Geaux Therefore

The Official Blog of NOBTS and Leavell College

on Monday, May 10, 2021

Graeme Wood, in an article in The Atlantic last summer, tells of his trip to Disney World as COVID restrictions first began to ease. There, happy, spell-bound visitors eagerly obeyed all restrictions.

Disney provided the backdrop for Wood’s commentary on life in a pandemic.

Still, his take on why fans rushed to return is interesting. People came back with almost a religious fervor, Wood explained, believing it offered “something worth risking their life for.”[i]

“Disney is a religion and going to Disney World a pilgrimage,” he decided.

Wood mistook religion with what more aptly is called worldview, but his definition of “religion” is important to note: “It is the base layer of our imagination and consists of stories and ideas so deeply imprinted on our minds that we do not realize that our realities are formed by them.”[ii]

James Sire, philosopher and authority on worldview, explains worldview this way:

A worldview is a commitment, a fundamental orientation of the heart, that can be expressed as a story or in a set of presuppositions … about the basic constitution of reality, and that provides the foundation on which we live and move and have our being.[iii]

Wood was right on one point though. Imagination and life-directing beliefs are intertwined because, as another author notes, imagination is the human “capacity to apprehend meaning.”[iv]

C. S. Lewis said his “baptized imagination” allowed him to leave atheism, find Christ, and become a beloved apologist to generations of believers.

Imagination is worth understanding.



Wood met a couple with “crucifix tattoos” at Disney on a Sunday he believed were Christians and -- perhaps with some poetic license and assumption -- wrote this:

… if you ask them about love, they will tell you about Beauty and the Beast. If you ask them about growing old, they will tell you about Up. If you want to know about overcoming adversity, they will ask if you have heard the good news about Aladdin. If enough of your imagination consists of stories like these, authored by (or filtered through) the Disney corporation, then what else is Disney World—where these narratives are ubiquitous and glorified—but a place to nourish your soul in a time of famine?[v]

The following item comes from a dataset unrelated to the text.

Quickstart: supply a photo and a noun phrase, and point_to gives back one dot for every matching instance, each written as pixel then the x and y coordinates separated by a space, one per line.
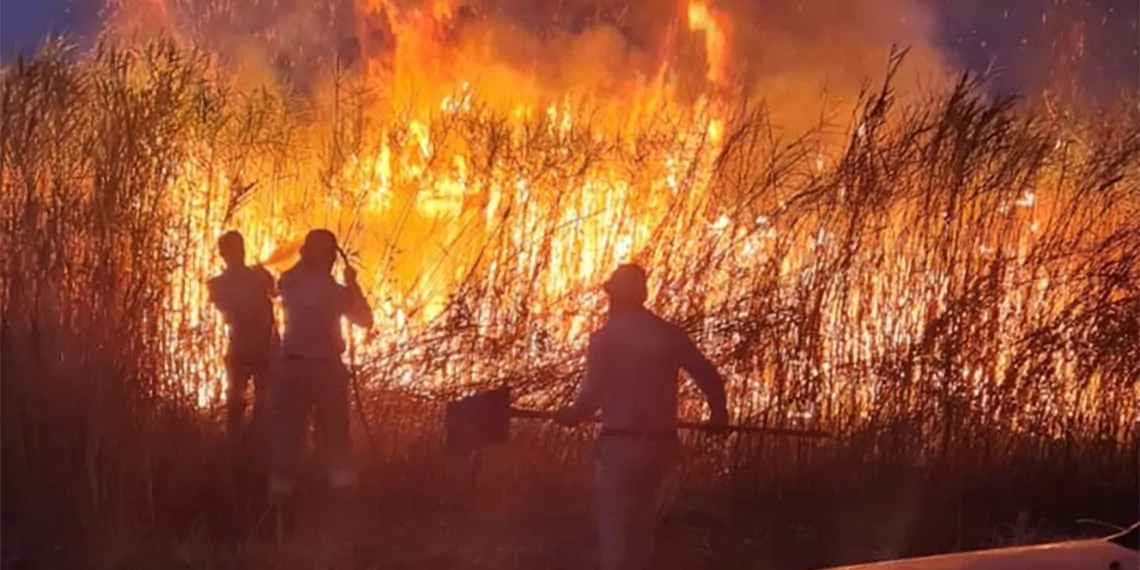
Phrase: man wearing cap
pixel 310 376
pixel 632 366
pixel 244 295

“Famine” is an interesting choice of word. As I read it, Wood is referring to COVID, but famine could describe today’s culture, steeped in secularism and starving.

What if that connection we feel to Disney is how its stories tap into the human heart’s longing for beauty, that longing for joy that drew C. S. Lewis to Christ? What if imagination is key to leading today’s culture to Living Water and the Bread of Life?

Justin Ariel Bailey, theologian and author, said this:

… imagination is one of the most basic (and best!) things about being human … For when we engage the imagination in apologetics, we are entertaining what is beautiful, extending the boundaries of what is imaginable, and exploring what is possible. [vi]

Imagination allows one to consider a new way and discover the beauty of Christ.


Bailey writes of an incident his wife experienced at work. A coworker questioned her as to why the couple would “indoctrinate” their children with their religious views. The question exposed the woman’s secular understanding of faith as restrictive and confining.

Here’s how it played out:

“That's not really the way faith works for us,” [Bailey’s wife] said. “For us, faith is the most liberating thing we have ever experienced. We feel like it is this amazing gift that we get to pass on to our children.” [vii]

What a fabulous response. She offered a “What if …” type of response that invited the coworker to consider faith differently: “What if faith can actually set you free? What if the open space that you are looking for can actually be found in living with faith?”[viii]

This is a great lesson for believers. “The Christian faith does not simply, or even mainly, propose a few additional facts about the world. Rather, belief in the Christian God invites a new way to understand everything.”[ix]

In other words, a new worldview.[x]

The Magic Kingdom has countless fans. But God gave us the gift of imagination to help us show others a “deeper magic,” as C. S. Lewis put it, where joy is real and everlasting.  


Marilyn Stewart is assistant director of news and information, NOBTS Communications.


[i] Graeme Wood, “I Went to Disney,” The Atlantic.  Accessed May 6, 2020.

[ii] Ibid.

[iii] James W. Sire, The Universe Next Door: A Basic Worldview Catalog (Downers Grove: IVP Academic, fourth ed., 2004), 17.

[iv] Andrew Davison, ed. Imaginative Apologetics: Theology, Philosophy and the Catholic Tradition (Grand Rapids: Baker Publishing Group, 2011), 59.

[vi] Justin Bailey Ariel, “Exercising the Imagination: Why we need imaginative apologetics,” in Worldview Bulletin Newsletter, Nov. 27, 2020.  Accessed May 6, 2020.

[vii] Bailey, Imaginative Apologetics at Work.

[viii] Ibid.

[ix] Davison, xxv.

[x] Romans 12:2 And do not be conformed to this world, but be transformed by the renewing of your mind.